Italy's new federation president inherits a EUR5.5bn debt file fixable only through three reforms that need parliament.

Italy's FIGC (Federazione Italiana Giuoco Calcio) elects a president on Monday 22 June, a clean two-horse race after ANAC (Italy's anti-corruption authority) cleared Giovanni Malago on 18 June . Malago carries Serie A backing and roughly 18% of delegates; Giancarlo Abete, the Lega Dilettanti (amateur leagues) candidate, holds about 34%. The vote proceeds without the legal cloud that hung over it after ANAC missed an earlier eligibility deadline .

The winner inherits a documented EUR5.5 billion club-debt file, which makes the first task legislative rather than sporting. Three reforms all need parliament: reinstatement of the Growth Decree tax break for signing young Italians, repeal of the 2018 gambling-advertising ban, and a 1% levy on betting turnover earmarked for football. None can be enacted by federation vote.
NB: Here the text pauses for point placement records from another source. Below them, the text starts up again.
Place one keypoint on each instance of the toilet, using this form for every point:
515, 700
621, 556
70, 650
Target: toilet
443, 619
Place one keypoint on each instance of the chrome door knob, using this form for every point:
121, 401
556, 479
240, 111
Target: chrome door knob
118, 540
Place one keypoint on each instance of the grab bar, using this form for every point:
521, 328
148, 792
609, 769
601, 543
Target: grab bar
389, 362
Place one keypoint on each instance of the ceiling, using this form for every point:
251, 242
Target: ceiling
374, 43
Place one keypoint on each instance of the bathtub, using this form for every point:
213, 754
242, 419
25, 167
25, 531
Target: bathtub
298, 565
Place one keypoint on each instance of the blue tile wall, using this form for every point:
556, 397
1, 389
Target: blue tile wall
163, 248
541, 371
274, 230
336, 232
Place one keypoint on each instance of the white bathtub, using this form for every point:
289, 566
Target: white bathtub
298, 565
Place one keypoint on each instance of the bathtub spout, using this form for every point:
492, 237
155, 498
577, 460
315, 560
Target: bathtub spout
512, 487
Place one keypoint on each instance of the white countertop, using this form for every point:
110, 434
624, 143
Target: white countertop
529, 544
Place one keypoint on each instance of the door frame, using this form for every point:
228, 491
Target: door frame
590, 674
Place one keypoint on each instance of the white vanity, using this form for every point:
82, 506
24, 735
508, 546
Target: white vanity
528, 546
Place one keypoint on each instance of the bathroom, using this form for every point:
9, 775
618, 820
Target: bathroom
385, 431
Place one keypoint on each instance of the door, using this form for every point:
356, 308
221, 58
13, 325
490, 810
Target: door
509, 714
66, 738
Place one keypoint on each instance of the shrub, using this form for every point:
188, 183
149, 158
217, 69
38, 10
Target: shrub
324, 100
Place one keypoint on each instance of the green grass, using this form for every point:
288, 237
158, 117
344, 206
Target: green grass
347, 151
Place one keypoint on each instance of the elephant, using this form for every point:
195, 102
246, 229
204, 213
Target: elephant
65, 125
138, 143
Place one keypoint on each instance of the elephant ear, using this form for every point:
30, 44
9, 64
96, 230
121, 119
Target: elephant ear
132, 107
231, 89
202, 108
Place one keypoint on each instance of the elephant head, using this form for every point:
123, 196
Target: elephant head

That is the mechanism behind the candidate field. A FIGC president can set national-team policy and run the leagues, but cannot legislate, so the debt file can only move through laws the new president lobbies for rather than passes. The clubs backed Malago, a former CONI head with cross-bench access, over a former-player candidate because the job that matters is in parliament, not the dressing room. The presidency is decided in a hall in Rome; the file it inherits is decided across the Tiber.

Deep Analysis

In plain English

The FIGC (Federazione Italiana Giuoco Calcio) is the organisation that runs football in Italy, including the national team. On 22 June, 274 FIGC delegates will vote to choose a new president from two candidates: Giovanni Malago, backed by Italy's top professional clubs in Serie A, and Giancarlo Abete, backed by Italy's vast network of amateur clubs. The winner of this election takes on the administration of Italian football, from the national team to the amateur leagues, and also inherits a major financial problem. Italian professional clubs collectively owe EUR 5.5 billion. Fixing it requires three changes to Italian law, which means the new FIGC president needs to persuade parliament to act. Neither candidate has yet shown a clear path to delivering those votes.

What could happen next?
  • Consequence

    ANAC's 18 June clearance of Malago resolved the only remaining legal obstacle to the election; the 22 June vote proceeds as a clean two-horse race between Malago's Serie A bloc (roughly 18% of delegates) and Abete's Lega Dilettanti bloc (roughly 34%).

    Immediate · Reported
  • Risk

    The EUR 5.5 billion debt file requires parliamentary action on three separate reforms; federation elections have no direct mechanism to compel legislative votes, meaning the winner's ability to address the structural crisis depends on political capital neither candidate has demonstrated.

    Medium term · Assessed
  • Opportunity

    A Malago win, with Serie A's 18 clubs behind him, could accelerate the Growth Decree reinstatement and gambling-ban repeal if the Meloni government sees commercial-football-revenue recovery as aligned with its economic programme.